The company’s shares were down about 1 percent in premarket trading. They fell about 5 percent in 2025, and have lagged rival Coca-Cola over the last five years.

Demand for more localized flavors of both snacks and sodas in countries such as India and Brazil boosted sales, even as it overhauls its portfolio in the United States to meet the shifting tastes of consumers.

The company announced a review of its North America supply chain in December, weeks after activist investor Elliott Management built a stake and pushed for big changes at its struggling food business.

PepsiCo is planning to cut prices by up to 15 percent on products such as Lay’s and Cheetos due to consumer complaints about high costs, the Wall Street Journal reported on Tuesday, citing company executives.

The company did not immediately respond to a Reuters request for comment.

PepsiCo, like other consumer-facing companies such as P&G and Coca-Cola, have turned focus to lower entry price points and smaller pack sizes as US consumers looked to make their budgets last in the face of inflation and challenges such as the government shutdown last year that delayed access to food stamp benefits.

As part of its review, the company is also planning to reduce the number of products it offers by roughly 20 percent in the US this year.
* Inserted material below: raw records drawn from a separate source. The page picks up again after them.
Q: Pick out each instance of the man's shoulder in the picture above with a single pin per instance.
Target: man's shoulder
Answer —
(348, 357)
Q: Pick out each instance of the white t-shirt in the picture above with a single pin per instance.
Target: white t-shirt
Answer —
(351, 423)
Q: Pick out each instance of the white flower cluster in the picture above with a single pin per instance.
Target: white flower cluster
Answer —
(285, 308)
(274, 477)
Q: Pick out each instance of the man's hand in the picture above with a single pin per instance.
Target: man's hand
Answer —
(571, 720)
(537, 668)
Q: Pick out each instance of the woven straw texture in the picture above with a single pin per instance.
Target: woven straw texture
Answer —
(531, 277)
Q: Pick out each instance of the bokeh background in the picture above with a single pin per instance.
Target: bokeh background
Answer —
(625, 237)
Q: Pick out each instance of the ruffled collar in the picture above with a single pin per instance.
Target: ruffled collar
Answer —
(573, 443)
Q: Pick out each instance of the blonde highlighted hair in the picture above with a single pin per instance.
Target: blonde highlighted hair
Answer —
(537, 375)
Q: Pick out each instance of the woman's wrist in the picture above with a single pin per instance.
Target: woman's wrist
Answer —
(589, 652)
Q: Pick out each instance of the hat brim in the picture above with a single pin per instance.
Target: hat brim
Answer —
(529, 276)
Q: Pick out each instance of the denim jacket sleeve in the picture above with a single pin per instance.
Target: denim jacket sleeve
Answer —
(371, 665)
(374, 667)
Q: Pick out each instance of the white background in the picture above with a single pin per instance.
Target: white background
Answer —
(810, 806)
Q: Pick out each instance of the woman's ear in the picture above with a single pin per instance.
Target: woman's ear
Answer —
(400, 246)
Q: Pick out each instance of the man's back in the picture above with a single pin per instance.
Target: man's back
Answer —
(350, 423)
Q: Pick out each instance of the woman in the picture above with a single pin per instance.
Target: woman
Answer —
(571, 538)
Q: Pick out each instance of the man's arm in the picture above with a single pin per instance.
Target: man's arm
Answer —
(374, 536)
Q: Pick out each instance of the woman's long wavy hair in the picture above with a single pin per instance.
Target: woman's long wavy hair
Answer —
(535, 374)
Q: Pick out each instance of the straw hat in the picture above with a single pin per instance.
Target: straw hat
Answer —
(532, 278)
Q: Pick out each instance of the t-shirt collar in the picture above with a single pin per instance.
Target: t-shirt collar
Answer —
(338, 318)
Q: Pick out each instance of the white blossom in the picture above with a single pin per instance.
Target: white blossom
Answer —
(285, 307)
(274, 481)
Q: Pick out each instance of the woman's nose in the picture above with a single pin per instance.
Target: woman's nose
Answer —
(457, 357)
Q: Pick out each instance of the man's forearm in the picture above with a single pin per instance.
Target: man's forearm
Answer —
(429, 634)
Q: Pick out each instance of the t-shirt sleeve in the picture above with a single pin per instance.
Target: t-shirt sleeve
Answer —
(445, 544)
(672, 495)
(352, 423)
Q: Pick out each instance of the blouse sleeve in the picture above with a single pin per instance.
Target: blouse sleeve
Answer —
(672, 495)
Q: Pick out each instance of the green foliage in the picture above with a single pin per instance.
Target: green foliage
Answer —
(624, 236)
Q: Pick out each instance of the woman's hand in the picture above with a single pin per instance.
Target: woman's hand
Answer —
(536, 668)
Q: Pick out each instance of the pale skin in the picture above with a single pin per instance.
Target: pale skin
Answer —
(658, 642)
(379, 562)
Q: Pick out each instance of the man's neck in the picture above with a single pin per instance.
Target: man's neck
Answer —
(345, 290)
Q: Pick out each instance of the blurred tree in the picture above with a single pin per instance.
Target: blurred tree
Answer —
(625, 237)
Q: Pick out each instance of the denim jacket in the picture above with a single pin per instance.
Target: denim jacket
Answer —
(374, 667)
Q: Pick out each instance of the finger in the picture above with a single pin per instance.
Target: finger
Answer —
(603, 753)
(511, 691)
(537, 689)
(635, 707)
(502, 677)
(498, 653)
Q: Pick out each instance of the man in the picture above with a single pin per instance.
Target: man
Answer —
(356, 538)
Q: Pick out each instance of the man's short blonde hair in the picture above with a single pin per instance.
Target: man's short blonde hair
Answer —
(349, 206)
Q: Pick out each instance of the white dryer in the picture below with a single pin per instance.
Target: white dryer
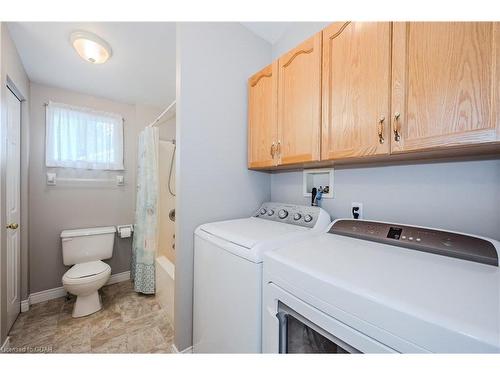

It has also shut some manufacturing plants for the snacks division and cut jobs to trim costs.

The company has invested in rebranding key products such as Lay’s and Tostitos chips to suit consumers’ hunt for cleaner ingredients amid increased use of weight-loss drugs and the Trump administration-backed Make America Healthy Again movement.

Its beverages business in North America is undergoing a facelift with its prebiotic soda offering, as well as low- and zero-sugar beverages.

Volumes in the key North America food business fell 1 percent in the fourth quarter, following a 4-percent drop in the prior three months.

PepsiCo stuck to its annual core earnings per share target of 5- percent to 7-percent growth that it had issued in December.

The Gatorade maker reported revenue of $29.34 billion for the three months ended Dec. 27, compared with estimates of $28.97 billion, according to data compiled by LSEG.

International beverages volume grew 3 percent, while overall volumes in the beverages segment were up 1 percent.

The company reported quarterly core earnings per share of $2.26, compared with estimates of $2.24.